Though it ends with a rather memorable moment, the encounter never feels excessive. The relationship between the two men doesn’t feel like it has been fetishized for a specific audience or commercialized as a way of selling a show to viewers. I didn’t choose to write about the scene because it was surreal or odd; I wrote about it because it was a lesson in how to showcase the romance between two men on television without having to worry about being censored for a more “mainstream” audience.
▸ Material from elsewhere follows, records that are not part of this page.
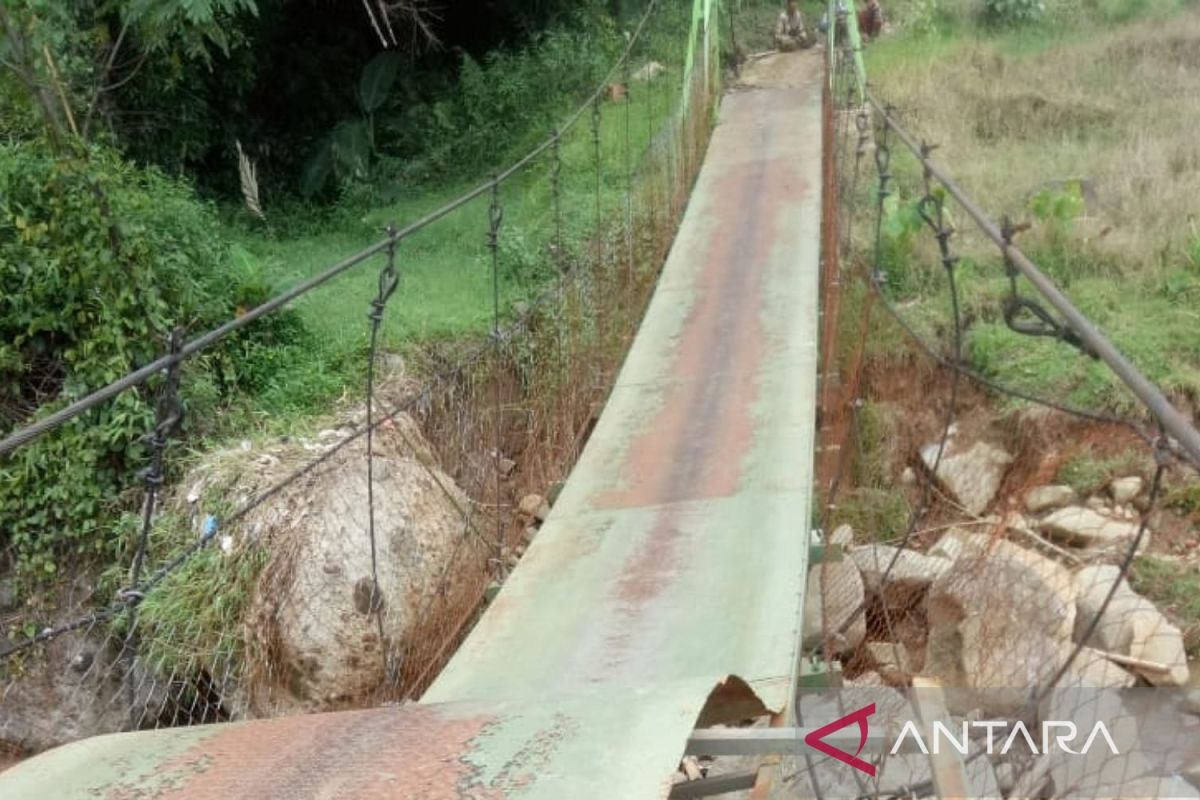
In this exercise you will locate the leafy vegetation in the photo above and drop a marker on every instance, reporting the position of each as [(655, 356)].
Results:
[(99, 262), (100, 258)]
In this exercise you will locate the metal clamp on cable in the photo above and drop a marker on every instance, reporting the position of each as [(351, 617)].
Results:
[(1044, 323)]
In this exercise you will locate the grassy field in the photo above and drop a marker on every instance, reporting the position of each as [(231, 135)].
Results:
[(447, 290), (1020, 116)]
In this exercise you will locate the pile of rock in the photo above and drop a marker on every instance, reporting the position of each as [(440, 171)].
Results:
[(1005, 605)]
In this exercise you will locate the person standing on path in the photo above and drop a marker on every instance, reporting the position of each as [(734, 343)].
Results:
[(790, 34)]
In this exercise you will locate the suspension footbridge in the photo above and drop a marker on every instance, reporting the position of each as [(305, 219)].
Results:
[(664, 595)]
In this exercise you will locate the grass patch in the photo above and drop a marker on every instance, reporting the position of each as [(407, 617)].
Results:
[(877, 515), (1018, 110), (447, 290)]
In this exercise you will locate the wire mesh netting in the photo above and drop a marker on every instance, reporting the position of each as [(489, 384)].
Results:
[(342, 569), (961, 584)]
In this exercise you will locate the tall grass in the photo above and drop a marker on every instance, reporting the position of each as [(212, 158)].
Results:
[(1015, 112)]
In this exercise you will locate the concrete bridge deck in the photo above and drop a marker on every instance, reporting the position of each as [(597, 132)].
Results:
[(666, 587)]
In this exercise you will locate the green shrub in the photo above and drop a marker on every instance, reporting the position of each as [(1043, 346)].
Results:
[(99, 262), (1013, 12), (501, 104)]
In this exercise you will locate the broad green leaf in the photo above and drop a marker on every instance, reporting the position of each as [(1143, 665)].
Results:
[(377, 79)]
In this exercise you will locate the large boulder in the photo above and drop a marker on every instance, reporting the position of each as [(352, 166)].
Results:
[(1050, 578), (313, 626), (70, 689), (1089, 528), (1129, 625), (899, 575), (997, 629), (1048, 498), (971, 474), (834, 596)]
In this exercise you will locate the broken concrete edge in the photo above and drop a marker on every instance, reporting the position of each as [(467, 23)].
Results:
[(456, 743)]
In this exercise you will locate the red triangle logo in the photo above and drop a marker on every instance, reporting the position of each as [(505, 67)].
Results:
[(815, 739)]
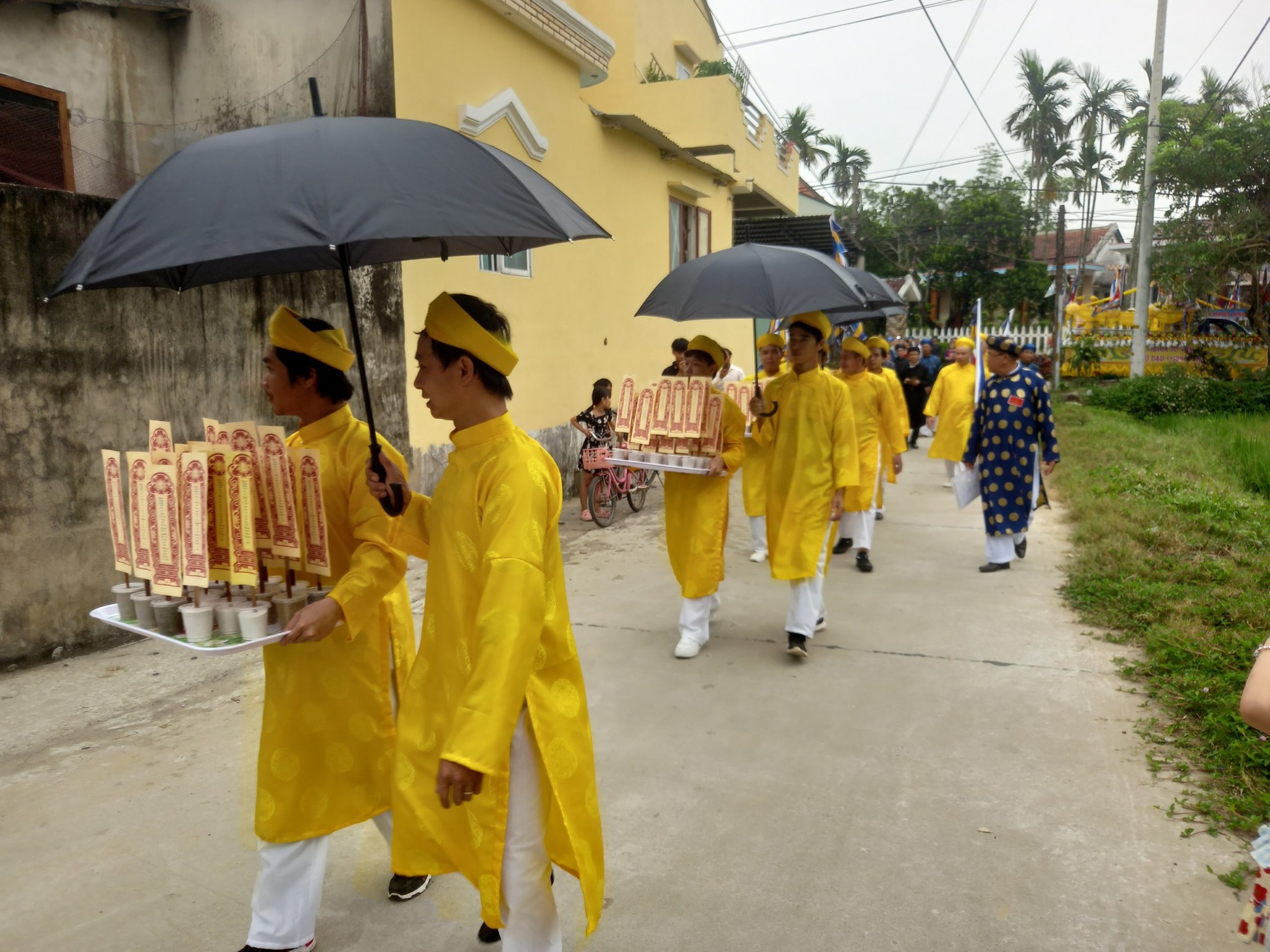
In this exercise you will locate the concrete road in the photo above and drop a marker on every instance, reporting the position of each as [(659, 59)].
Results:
[(953, 769)]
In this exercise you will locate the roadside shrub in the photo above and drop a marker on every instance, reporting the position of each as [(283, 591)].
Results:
[(1173, 394)]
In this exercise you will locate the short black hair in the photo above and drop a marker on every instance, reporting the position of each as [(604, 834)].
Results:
[(333, 384), (815, 332), (497, 324)]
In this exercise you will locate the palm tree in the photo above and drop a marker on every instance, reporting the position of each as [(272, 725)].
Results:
[(1098, 112), (845, 172), (797, 128), (1224, 98), (1039, 122)]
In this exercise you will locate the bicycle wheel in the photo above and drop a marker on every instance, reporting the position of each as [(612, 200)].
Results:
[(638, 493), (600, 501)]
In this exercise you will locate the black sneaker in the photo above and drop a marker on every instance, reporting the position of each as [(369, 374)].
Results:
[(407, 888)]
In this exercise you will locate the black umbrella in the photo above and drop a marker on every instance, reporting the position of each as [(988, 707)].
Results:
[(322, 194)]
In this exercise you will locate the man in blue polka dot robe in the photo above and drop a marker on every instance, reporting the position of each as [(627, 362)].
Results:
[(1014, 447)]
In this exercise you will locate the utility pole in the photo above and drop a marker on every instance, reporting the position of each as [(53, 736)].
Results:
[(1060, 294), (1147, 209)]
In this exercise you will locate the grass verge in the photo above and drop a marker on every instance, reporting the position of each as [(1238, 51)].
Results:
[(1172, 531)]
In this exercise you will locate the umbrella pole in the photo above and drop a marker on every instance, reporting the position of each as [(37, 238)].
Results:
[(397, 503)]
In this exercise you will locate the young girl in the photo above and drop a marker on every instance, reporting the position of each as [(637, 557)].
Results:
[(598, 425)]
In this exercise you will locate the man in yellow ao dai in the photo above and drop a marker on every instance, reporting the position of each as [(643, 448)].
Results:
[(697, 512), (811, 440), (754, 478), (878, 430), (953, 403), (328, 737), (496, 700)]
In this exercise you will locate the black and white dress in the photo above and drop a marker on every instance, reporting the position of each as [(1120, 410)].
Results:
[(601, 426)]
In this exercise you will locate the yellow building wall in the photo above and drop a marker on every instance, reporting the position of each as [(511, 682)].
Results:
[(573, 322)]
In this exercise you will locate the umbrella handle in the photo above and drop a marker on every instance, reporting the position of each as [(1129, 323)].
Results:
[(396, 505)]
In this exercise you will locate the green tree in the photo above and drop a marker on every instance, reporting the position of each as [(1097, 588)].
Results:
[(1219, 225), (1039, 124), (797, 128)]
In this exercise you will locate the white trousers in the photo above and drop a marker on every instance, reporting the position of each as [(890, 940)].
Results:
[(695, 618), (858, 527), (289, 889), (759, 534), (807, 596), (528, 904)]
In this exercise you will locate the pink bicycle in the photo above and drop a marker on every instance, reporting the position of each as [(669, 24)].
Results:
[(612, 484)]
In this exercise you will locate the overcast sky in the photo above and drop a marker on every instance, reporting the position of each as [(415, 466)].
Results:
[(873, 83)]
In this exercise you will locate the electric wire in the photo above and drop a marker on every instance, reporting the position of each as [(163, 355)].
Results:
[(967, 88)]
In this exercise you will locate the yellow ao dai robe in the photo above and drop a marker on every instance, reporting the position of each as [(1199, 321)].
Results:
[(496, 639), (697, 513), (812, 453), (953, 402), (327, 737)]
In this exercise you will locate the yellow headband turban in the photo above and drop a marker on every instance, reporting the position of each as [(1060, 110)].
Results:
[(855, 346), (815, 319), (448, 323), (326, 347), (770, 341), (707, 346)]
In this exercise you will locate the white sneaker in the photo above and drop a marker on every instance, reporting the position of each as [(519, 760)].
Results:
[(688, 648)]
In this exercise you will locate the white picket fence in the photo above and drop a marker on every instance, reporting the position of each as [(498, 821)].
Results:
[(1041, 340)]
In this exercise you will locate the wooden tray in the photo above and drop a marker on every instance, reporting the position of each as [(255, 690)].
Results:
[(215, 645), (660, 468)]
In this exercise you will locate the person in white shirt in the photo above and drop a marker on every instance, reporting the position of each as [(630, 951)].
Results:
[(728, 373)]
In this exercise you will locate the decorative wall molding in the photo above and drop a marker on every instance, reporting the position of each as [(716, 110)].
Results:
[(566, 31), (474, 120)]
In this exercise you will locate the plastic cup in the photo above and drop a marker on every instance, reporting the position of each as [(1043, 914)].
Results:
[(124, 595), (227, 618), (167, 618), (143, 607), (255, 623), (288, 607), (199, 621)]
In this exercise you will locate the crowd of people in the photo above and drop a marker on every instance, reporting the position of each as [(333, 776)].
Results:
[(473, 753)]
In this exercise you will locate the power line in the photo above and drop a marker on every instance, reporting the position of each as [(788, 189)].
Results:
[(849, 23), (967, 88), (813, 17), (987, 82), (1212, 41), (948, 76)]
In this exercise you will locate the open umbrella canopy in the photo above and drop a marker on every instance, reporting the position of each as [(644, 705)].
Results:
[(284, 199), (768, 282)]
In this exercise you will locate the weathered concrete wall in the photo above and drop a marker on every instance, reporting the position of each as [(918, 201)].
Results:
[(86, 373)]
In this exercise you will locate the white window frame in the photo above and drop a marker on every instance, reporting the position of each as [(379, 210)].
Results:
[(497, 265)]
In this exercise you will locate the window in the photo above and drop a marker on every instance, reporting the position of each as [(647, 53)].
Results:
[(518, 266), (35, 136), (690, 233)]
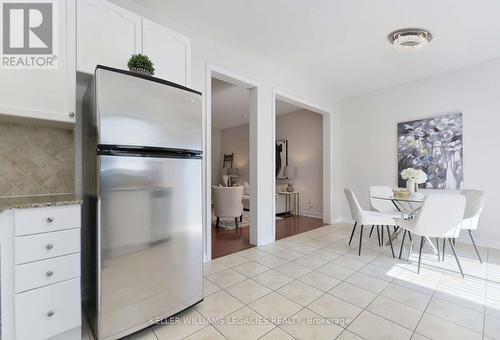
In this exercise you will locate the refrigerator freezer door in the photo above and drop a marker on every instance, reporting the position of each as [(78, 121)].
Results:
[(134, 111), (150, 231)]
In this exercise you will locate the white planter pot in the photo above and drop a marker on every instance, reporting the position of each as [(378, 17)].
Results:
[(410, 186)]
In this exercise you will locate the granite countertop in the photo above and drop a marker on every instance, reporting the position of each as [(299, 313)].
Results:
[(25, 202)]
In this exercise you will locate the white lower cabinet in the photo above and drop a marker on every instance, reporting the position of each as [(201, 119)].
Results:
[(40, 274), (48, 311)]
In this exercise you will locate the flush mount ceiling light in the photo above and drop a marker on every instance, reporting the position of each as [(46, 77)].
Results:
[(410, 38)]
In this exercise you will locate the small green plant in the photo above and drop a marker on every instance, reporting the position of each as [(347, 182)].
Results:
[(141, 62)]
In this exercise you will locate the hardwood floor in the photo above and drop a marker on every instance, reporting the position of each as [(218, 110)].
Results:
[(225, 242)]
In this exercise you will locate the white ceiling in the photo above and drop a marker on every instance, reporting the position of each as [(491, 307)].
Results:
[(343, 43), (230, 105)]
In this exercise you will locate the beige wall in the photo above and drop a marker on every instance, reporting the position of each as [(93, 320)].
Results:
[(35, 160), (216, 156), (236, 140), (304, 131)]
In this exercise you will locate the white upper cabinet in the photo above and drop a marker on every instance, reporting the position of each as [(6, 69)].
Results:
[(168, 50), (106, 35), (44, 93)]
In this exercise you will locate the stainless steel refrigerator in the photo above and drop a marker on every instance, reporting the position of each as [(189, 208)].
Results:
[(142, 184)]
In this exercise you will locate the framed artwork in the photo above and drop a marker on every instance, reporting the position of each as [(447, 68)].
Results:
[(281, 157), (434, 145)]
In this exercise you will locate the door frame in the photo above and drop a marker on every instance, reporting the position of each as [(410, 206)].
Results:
[(328, 149), (213, 71)]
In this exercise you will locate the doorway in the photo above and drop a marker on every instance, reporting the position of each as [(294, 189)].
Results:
[(231, 104), (302, 161)]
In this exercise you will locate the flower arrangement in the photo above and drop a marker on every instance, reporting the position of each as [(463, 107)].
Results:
[(141, 63), (415, 175)]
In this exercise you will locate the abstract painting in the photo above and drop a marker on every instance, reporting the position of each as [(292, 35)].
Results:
[(435, 146)]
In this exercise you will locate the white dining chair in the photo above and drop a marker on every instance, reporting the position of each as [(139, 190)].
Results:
[(473, 207), (382, 206), (365, 217), (228, 203), (440, 216)]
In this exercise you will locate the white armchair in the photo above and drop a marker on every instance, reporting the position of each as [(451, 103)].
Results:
[(473, 207), (366, 217), (382, 206), (228, 203), (440, 216)]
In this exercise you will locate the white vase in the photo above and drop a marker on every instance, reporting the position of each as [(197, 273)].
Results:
[(410, 185)]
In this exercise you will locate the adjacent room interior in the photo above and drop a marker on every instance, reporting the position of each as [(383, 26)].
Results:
[(299, 169), (230, 168)]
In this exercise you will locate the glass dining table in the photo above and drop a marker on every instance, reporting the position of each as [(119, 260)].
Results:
[(408, 208)]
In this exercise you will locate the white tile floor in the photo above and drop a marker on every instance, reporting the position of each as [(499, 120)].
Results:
[(314, 286)]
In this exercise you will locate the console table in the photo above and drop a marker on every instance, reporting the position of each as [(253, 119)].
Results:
[(292, 202)]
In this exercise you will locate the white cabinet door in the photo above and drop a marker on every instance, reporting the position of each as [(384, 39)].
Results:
[(45, 93), (106, 35), (169, 51)]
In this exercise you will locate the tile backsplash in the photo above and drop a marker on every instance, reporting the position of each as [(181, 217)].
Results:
[(35, 160)]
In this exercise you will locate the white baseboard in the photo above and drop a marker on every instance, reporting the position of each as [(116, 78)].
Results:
[(311, 214), (342, 219)]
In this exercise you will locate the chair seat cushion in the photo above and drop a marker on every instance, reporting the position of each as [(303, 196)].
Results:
[(376, 218)]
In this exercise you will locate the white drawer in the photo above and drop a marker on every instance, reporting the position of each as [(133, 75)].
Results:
[(42, 220), (43, 246), (47, 311), (41, 273)]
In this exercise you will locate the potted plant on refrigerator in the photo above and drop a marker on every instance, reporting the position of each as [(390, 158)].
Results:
[(140, 63)]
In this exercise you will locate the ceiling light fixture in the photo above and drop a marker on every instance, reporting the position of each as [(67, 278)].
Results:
[(410, 38)]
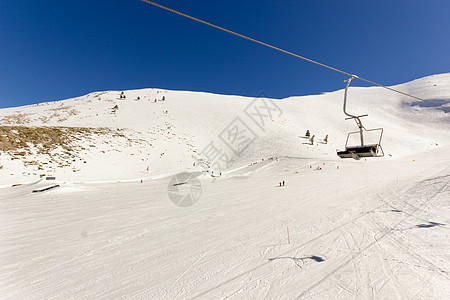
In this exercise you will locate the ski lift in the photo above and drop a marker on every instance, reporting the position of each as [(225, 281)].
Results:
[(362, 150)]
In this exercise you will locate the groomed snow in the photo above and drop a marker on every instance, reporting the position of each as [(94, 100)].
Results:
[(375, 228)]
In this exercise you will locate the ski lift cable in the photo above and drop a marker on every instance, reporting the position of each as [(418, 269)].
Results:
[(287, 52)]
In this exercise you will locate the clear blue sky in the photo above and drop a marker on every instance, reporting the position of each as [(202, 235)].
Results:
[(53, 50)]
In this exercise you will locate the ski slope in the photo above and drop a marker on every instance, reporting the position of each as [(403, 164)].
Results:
[(339, 229)]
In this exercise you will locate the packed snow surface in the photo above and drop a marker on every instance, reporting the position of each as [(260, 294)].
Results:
[(117, 221)]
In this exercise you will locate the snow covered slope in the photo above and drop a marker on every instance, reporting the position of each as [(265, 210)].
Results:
[(368, 229), (139, 135)]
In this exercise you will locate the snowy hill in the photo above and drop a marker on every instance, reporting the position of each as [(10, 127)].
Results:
[(138, 135), (336, 229)]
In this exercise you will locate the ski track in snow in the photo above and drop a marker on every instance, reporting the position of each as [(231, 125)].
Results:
[(372, 229)]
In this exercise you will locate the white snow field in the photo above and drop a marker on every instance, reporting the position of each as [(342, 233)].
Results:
[(377, 228)]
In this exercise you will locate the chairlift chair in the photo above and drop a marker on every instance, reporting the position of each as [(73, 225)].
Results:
[(362, 150)]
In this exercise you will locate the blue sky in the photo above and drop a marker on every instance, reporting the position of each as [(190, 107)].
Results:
[(53, 50)]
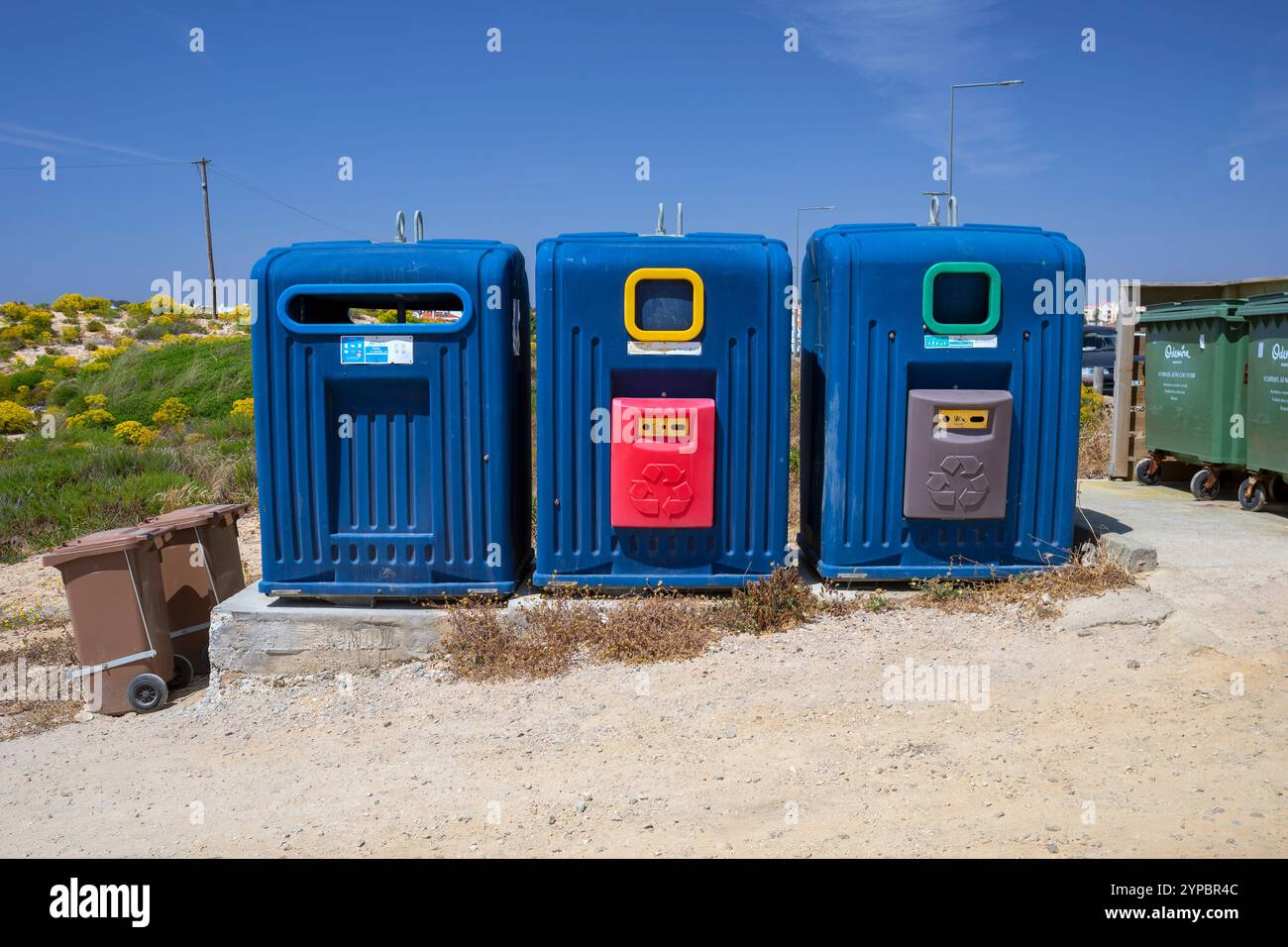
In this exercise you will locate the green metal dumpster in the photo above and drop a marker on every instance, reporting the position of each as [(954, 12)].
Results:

The scene in question lasts four minutes. Fuller doesn’t shy away from the material author Neil Gaiman provides in his book, but rather expands upon it. The only restrictions he faces are imposed by network executives; fully erect penises can be shown, but it can’t be pornographic. Fuller is making a statement about what sex between two men can look like on television in an era when we, as an audience, have already embraced heteronormative sex without question. The only thing Fuller suggests with the scene is asking why it’s taken so long to get to this point.
“We felt like the djinn, in this romantic gesture, wanted to give him a more intimate sexual experience,” Fuller told Vulture. “We wanted it to be incredibly visual and gorgeous.
“We wanted those things not to be lurid, but to be beautiful and captivating and for heterosexuals to watch the love scene between these two men and not go ‘Ew,’ but go, ‘That’s gorgeous.’”
Fuller, himself a gay man, added that he wanted to make people comfortable with seeing two men love each other — and that meant ensuring certain things were realistic. There were logistical questions that arose when Fuller was choreographing the scene that never came up with Gaiman’s text. Fuller wanted to be able to show both the network and audiences that, like straight sex, gay sex could be depicted honestly and correctly.
Both Fuller and the two actors wanted viewers to see a strong and authentic love between the two characters. “Sex scene aside, just seeing two Middle Eastern men represented in that way—with humor and love and joy ... It’s taken me 11 years to get to that,” Mousa Kraish said at a GLAAD conference last week, as reported by Buzzfeed.
This scene may be the most talked-about moment in American Gods for as long as the series is still on the air, and for good reason. But unlike scenes in Westworld or Game of Thrones, we shouldn’t fetishize the content. Instead, we should take its courageous stance, to demonstrate love between two men in the explicit manner that hundreds of heterosexual couples have received before it, and applaud Fuller and his co-showrunner, Michael Green, for doing an incredible job with it.
American Gods is a series that has a lot to say about queer relationships, racism, sexism and a plethora of other topics. It’s quickly becoming one of the most important shows on television and this scene will act as a constant reminder of why that is.
American Gods airs Sunday nights at 9 p.m. ET on Starz.